Si notre quinze tricolore fait aujourd’hui un des purs chefs-d’œuvre de la qualité française, le mérite en revient tout de même quelque peu aux sélectionneurs. Certes, la sélection ne se fait pas toujours dans une sérénité olympienne on la soupçonne embarrassée d’intrigues, de coterie et de querelles de prestige, mais ces faiblesses ne font jamais que préférer un indiscutable champion à un autre indiscutable champion. La raison du rugby n’est jamais perdue.
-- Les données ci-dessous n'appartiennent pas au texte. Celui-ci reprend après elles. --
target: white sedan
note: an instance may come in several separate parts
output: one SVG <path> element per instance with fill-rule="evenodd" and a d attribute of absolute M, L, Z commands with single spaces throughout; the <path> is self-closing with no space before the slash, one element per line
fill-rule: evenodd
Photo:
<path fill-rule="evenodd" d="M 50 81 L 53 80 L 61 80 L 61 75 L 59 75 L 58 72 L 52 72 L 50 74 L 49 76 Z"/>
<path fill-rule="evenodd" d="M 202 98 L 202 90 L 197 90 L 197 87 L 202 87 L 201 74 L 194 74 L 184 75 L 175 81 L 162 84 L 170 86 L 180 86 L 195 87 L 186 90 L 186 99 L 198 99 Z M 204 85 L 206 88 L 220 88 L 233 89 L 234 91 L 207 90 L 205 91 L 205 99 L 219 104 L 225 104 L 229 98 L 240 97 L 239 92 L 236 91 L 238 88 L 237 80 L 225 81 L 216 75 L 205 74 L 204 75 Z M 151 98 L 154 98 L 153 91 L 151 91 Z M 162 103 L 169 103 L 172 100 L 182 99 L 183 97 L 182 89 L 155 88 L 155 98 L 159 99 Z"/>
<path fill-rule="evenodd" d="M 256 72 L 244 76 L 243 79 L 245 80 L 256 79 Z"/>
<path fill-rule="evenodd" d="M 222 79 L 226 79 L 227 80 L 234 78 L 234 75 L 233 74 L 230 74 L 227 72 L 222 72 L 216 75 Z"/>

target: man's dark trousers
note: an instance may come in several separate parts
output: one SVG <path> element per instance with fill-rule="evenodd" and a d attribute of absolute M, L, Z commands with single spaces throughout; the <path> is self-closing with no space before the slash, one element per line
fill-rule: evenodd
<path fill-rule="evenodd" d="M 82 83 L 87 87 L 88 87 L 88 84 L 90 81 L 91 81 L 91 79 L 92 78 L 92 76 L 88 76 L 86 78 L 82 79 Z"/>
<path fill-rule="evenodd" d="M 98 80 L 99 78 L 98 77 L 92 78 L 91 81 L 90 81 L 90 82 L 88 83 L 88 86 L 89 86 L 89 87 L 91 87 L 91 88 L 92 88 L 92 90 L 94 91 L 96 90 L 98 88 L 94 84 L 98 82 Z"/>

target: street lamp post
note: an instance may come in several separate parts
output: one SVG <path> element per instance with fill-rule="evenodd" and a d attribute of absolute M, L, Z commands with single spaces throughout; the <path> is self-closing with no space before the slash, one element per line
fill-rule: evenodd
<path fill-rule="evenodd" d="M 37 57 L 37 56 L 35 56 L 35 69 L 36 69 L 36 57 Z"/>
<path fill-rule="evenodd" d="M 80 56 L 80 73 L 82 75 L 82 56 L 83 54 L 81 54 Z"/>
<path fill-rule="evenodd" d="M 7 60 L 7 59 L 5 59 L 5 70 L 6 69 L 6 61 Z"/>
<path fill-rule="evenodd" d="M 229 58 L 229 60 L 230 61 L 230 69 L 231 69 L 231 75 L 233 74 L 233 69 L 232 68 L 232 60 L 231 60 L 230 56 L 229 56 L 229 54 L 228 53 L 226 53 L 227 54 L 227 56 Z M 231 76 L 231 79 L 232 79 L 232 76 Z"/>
Il faut dire que pour constituer une équipe de rugby et une équipe ministérielle, on ne s’y prend pas de la même façon.

 L’espoir en ballon,  Aspects de la France, 14 janvier 1955, n°331

samedi 7 janvier 2023

Epiphanie

 Tirer la fève. On dit que la coutume nous vient des satur­nales, mais on dit beaucoup de choses, que le christianisme est légataire universel de tous les rites et mythologies en per­pétuel aggiornamento et qu’en fin de compte le chrétien n’est qu’un païen recyclé. Ce n’est peut-être pas le moment d’encou­rager les visions de ce genre si le diable s’en occupe. Nous savons bien que la révélation a pris en charge un héritage qui fut trié avec soin, nettoyé, converti. Que la galette ait eu affaire avec Saturne, ce n’est pas bien grave, nous l’avons bap­tisée tout de suite, ses parrains les rois mages n’ont pas tou­jours été catholiques non plus. 
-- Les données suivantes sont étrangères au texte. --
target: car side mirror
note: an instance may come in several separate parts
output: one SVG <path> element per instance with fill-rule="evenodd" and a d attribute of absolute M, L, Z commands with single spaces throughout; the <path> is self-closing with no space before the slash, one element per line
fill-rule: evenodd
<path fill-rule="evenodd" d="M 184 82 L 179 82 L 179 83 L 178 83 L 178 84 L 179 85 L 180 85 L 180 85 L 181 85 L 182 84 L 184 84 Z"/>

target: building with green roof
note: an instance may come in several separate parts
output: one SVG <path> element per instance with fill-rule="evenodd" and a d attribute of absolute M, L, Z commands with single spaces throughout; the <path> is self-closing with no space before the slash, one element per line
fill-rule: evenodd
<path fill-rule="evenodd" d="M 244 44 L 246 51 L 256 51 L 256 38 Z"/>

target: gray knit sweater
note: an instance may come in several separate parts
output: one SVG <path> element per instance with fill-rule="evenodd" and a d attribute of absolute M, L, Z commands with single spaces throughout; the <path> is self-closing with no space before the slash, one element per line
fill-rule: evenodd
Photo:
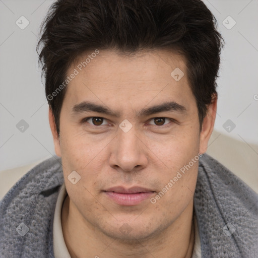
<path fill-rule="evenodd" d="M 60 164 L 57 157 L 41 163 L 2 200 L 1 258 L 54 257 L 53 219 L 63 182 Z M 206 154 L 200 159 L 194 207 L 202 257 L 258 257 L 258 195 Z"/>

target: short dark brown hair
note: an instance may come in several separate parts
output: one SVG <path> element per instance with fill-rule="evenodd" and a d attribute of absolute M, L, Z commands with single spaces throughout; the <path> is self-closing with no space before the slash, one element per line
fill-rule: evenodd
<path fill-rule="evenodd" d="M 37 46 L 45 93 L 59 133 L 67 87 L 52 96 L 83 53 L 116 49 L 124 53 L 167 49 L 183 55 L 200 127 L 217 96 L 224 41 L 216 18 L 201 0 L 58 0 L 41 25 Z M 62 87 L 62 89 L 63 87 Z"/>

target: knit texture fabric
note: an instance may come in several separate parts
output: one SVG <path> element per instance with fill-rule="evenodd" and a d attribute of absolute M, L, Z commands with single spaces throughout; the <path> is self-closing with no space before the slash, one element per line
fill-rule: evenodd
<path fill-rule="evenodd" d="M 7 194 L 0 204 L 1 258 L 54 257 L 53 219 L 63 183 L 61 159 L 54 157 Z M 194 207 L 202 257 L 258 257 L 258 195 L 207 154 L 199 161 Z"/>

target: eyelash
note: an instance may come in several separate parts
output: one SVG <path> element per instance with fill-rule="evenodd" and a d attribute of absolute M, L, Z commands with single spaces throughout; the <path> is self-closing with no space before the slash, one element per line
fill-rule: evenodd
<path fill-rule="evenodd" d="M 104 120 L 107 120 L 105 118 L 104 118 L 104 117 L 101 117 L 100 116 L 89 116 L 88 117 L 86 117 L 84 119 L 83 119 L 83 120 L 82 120 L 82 123 L 84 123 L 85 122 L 87 122 L 87 120 L 88 120 L 90 118 L 103 118 Z M 162 116 L 157 116 L 156 117 L 153 117 L 153 118 L 151 118 L 149 120 L 153 120 L 155 118 L 165 118 L 165 119 L 168 119 L 168 120 L 170 120 L 171 122 L 175 122 L 175 120 L 173 119 L 172 118 L 169 118 L 168 117 L 163 117 Z M 95 125 L 94 124 L 91 124 L 91 123 L 88 123 L 91 126 L 93 126 L 93 127 L 101 127 L 101 126 L 102 125 L 107 125 L 107 124 L 101 124 L 100 125 Z M 109 123 L 108 123 L 108 124 L 109 124 Z M 167 127 L 168 125 L 169 125 L 170 123 L 166 123 L 165 124 L 164 124 L 164 125 L 157 125 L 156 124 L 152 124 L 151 125 L 153 125 L 153 126 L 158 126 L 158 127 Z"/>

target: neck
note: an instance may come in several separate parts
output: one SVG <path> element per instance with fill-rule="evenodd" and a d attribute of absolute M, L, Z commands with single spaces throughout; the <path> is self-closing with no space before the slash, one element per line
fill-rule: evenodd
<path fill-rule="evenodd" d="M 125 242 L 113 239 L 84 219 L 69 197 L 62 209 L 64 241 L 72 258 L 190 258 L 195 242 L 193 200 L 165 229 L 148 239 Z"/>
Sans avoir inventé la galette nous l’avons élevée à la dignité royale et adoptée pour dessert épiphane en lui gardant sa fève, nourriture des pauvres et symbole de fécondité. Les boulangers aidant, la coutume s’est maintenue jusqu’à nous sauf que la fève a dû se retirer du jeu en cessant d’être cultivée. Mettons que le haricot sec ait eu quelques droits à lui succéder, mais le fayot de terre cuite, simulacre stérile, allait donner carrière à toutes les fantaisies de la céramique et précipiter la pagaille des signes. L’avènement et la vogue d’un petit nourrisson em­mailloté fit croire un instant au pieux complot qui ramènerait l’enfant Jésus au souvenir des convives, mais le bébé fut tout de suite et bizarrement appelé baigneur. Sous ce nom il n’avait plus grand espoir d’entrer au service de la tradition. On eut beau faire ici et là quelques efforts pour le sortir de sa condi­tion profane, le baigneur l’emporta. Mieux encore, on nous persuade aujourd’hui que n’importe quoi fait fève. Relâche, facilité, laxisme, erreur, il n’y a pas de n’importe quoi. Dans la dernière fournée ils ont trouvé moyen de glisser dans nos galettes un petit bouddha, ce n’est pas n’importe quoi, même pas n’importe quel bouddha. Il est gras et ventru, accroupi dans une posture inhabituelle, son nombril est situé à l’intersection des bissectrices d’un triangle aigu où il s’abrite comme sous une chape. Un expert pourrait nous dire à quelle secte bouddhiste nous devons ce gadget de solidarité spirituelle au bénéfice d’une épiphanie de synthèse, adulte et mondiale. Les inquiets se sont interrogés sur la mission de ces micro-bouddhas introduits subrepticement dans le sein feuilleté de l’Occident ; ils y soupçonnent la main de Mao, le petit véhicule mystique aux gages de la révolution, la pilule de nirvana pour l’abrutis­sement des derniers factionnaires de la chrétienté. Les concilia­teurs ont tout simplement fêté la surprise du quatrième roi mage, on n’attendait plus que lui pour découper la galette suprême au symposium des prophètes mélangés. Quoi qu’il en soit je me demande pourquoi la présence d’une figurine orien­tale humblement nichée dans la plus populaire de nos pâtisse­ries familiales pourrait nous surprendre ou nous alarmer quand le Saint-Père nous rapporte encore un bouddha dans ses ba­gages et qu’au Vatican, paraît-il, on ne sait plus où les mettre.